Get a cat!! I am a screaming, nelly cartoon queen when it comes to rodents--standing on furniture and such--and in my last apartment I saw more than my fair share running around, especially being on the ground floor. I adopted a cat, an absolutely gorgeous, fluffy, gentle animal who has never scratched or bitten me, yet she would perform "Saw"-style executions on the mice. After a few of these massacres, I have never, ever had a vermin problem again.

by Anonymousreply 45September 21, 2018 4:51 PM

Rodents get in between the walls, can wreak havoc on electrical wires, foundations, shit all over.. and they multiply. So... don't ignore the problem. They are nasty beasts.
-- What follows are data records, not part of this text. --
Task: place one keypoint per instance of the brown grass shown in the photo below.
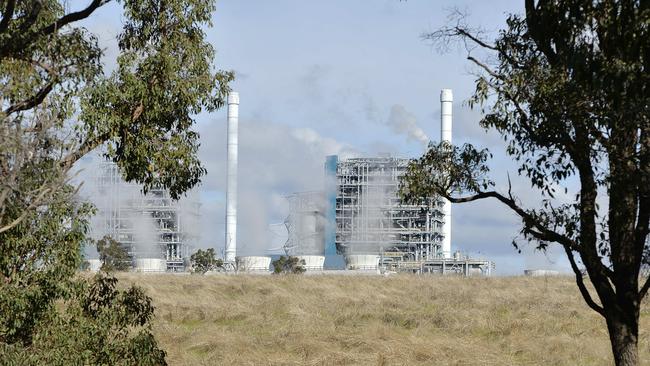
(399, 320)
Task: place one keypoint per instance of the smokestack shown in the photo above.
(231, 188)
(446, 100)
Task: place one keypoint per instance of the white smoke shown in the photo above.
(404, 122)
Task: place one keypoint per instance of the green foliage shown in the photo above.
(58, 104)
(114, 257)
(97, 325)
(38, 258)
(204, 261)
(566, 86)
(288, 264)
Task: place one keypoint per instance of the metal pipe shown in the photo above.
(446, 100)
(231, 188)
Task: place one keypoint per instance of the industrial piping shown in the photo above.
(231, 188)
(446, 100)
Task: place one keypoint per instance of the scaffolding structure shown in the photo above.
(371, 218)
(147, 226)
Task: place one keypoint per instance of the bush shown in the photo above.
(112, 255)
(96, 325)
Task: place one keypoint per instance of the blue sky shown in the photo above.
(322, 77)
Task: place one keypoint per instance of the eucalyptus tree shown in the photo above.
(58, 103)
(567, 86)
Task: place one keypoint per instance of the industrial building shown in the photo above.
(371, 220)
(155, 229)
(359, 216)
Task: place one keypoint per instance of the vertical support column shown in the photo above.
(446, 101)
(231, 189)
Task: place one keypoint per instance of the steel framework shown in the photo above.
(371, 218)
(148, 226)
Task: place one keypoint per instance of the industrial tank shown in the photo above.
(540, 272)
(312, 262)
(253, 263)
(362, 261)
(150, 265)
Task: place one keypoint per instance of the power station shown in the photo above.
(358, 218)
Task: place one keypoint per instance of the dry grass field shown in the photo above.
(398, 320)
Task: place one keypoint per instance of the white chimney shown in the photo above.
(231, 188)
(446, 100)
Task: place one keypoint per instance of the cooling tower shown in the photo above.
(446, 100)
(231, 189)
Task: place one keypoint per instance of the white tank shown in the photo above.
(362, 261)
(540, 272)
(94, 265)
(150, 265)
(254, 263)
(312, 262)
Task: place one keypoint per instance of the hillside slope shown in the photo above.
(399, 320)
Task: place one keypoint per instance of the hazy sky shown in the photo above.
(342, 77)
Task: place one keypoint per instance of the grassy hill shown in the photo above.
(362, 320)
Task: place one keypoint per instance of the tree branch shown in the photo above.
(72, 17)
(7, 14)
(35, 100)
(35, 202)
(85, 148)
(581, 284)
(529, 220)
(644, 289)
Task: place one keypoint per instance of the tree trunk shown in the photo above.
(623, 335)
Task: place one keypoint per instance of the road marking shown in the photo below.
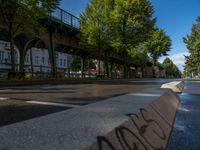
(4, 98)
(52, 104)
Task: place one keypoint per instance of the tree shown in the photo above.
(19, 16)
(171, 69)
(93, 27)
(130, 25)
(157, 45)
(192, 42)
(116, 26)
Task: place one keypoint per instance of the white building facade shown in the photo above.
(36, 59)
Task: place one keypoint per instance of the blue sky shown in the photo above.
(174, 16)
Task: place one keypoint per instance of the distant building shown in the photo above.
(35, 57)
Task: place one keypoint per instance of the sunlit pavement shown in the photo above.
(20, 103)
(186, 133)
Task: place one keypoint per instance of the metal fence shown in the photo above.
(64, 17)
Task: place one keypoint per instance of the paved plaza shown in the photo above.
(20, 103)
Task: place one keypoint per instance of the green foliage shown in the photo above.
(158, 44)
(192, 41)
(76, 64)
(130, 23)
(21, 17)
(171, 69)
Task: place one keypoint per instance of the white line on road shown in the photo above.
(52, 104)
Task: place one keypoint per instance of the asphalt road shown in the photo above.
(20, 103)
(186, 133)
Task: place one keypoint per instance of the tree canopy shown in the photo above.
(171, 69)
(192, 41)
(19, 16)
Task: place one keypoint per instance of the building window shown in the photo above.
(36, 59)
(27, 59)
(48, 61)
(43, 60)
(64, 62)
(60, 62)
(9, 56)
(1, 56)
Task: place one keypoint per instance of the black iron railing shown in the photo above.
(64, 17)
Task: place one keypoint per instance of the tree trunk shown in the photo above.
(31, 61)
(12, 50)
(125, 71)
(99, 68)
(21, 61)
(153, 69)
(82, 67)
(107, 68)
(111, 68)
(52, 55)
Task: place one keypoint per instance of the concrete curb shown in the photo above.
(176, 86)
(144, 119)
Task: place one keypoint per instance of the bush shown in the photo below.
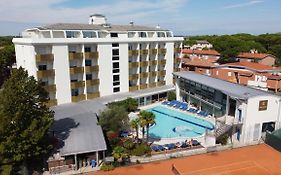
(107, 167)
(141, 149)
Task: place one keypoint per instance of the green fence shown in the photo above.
(274, 139)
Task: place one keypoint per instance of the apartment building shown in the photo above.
(78, 62)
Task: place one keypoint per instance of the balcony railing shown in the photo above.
(143, 63)
(44, 57)
(76, 70)
(151, 85)
(91, 55)
(78, 98)
(92, 82)
(78, 84)
(133, 64)
(51, 103)
(162, 51)
(143, 86)
(74, 56)
(45, 73)
(153, 63)
(161, 83)
(50, 88)
(153, 51)
(89, 69)
(161, 73)
(144, 52)
(93, 95)
(143, 74)
(162, 62)
(133, 88)
(133, 52)
(133, 76)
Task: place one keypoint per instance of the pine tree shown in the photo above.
(24, 119)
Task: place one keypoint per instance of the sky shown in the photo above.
(183, 17)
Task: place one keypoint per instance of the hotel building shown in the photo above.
(78, 62)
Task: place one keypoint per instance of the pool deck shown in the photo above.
(205, 140)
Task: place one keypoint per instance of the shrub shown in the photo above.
(107, 167)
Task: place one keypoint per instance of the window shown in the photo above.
(116, 89)
(89, 76)
(42, 67)
(87, 49)
(116, 78)
(115, 65)
(114, 35)
(115, 52)
(115, 44)
(88, 62)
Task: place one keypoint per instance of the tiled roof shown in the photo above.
(200, 52)
(253, 55)
(251, 65)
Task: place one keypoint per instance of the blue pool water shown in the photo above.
(171, 124)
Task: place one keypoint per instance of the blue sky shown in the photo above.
(184, 17)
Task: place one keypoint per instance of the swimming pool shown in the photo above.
(173, 124)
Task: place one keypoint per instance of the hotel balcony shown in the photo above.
(92, 82)
(133, 76)
(45, 73)
(144, 52)
(144, 75)
(133, 64)
(151, 85)
(50, 88)
(153, 74)
(91, 55)
(143, 86)
(153, 51)
(76, 70)
(143, 63)
(177, 50)
(133, 53)
(153, 63)
(78, 84)
(133, 88)
(51, 103)
(161, 62)
(161, 83)
(78, 98)
(90, 69)
(93, 95)
(161, 73)
(44, 57)
(75, 56)
(162, 51)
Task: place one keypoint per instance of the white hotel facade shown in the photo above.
(77, 62)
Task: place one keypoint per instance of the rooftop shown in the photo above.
(77, 26)
(231, 89)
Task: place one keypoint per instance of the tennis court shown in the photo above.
(252, 160)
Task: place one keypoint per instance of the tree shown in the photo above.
(119, 153)
(24, 119)
(135, 124)
(148, 118)
(114, 118)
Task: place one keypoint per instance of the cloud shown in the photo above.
(250, 3)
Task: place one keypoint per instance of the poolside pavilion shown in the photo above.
(251, 111)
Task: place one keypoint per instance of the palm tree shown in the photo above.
(135, 124)
(147, 118)
(119, 153)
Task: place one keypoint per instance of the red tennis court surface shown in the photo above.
(252, 160)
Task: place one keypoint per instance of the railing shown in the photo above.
(44, 57)
(93, 55)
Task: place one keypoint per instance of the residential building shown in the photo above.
(245, 112)
(78, 62)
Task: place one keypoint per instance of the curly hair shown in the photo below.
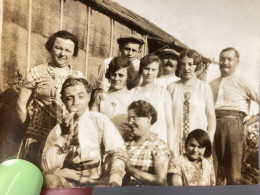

by Anonymousreply 46September 21, 2018 5:15 PM

A mouse! A mouse! A mouse ran in his house!

by Anonymousreply 47September 21, 2018 5:37 PM

When you first start seeing them, they streak by so fast, they're like ghosts and you think it's your imagination. I like to catch them at set them free (do it far from home though, or they'll come back) but I won't share my living space with them. Leaving disgusting trails of poop all over, they have no control over when they poop and piss.

by Anonymousreply 48September 21, 2018 5:46 PM

No, absolutely do NOT ignore it, OP.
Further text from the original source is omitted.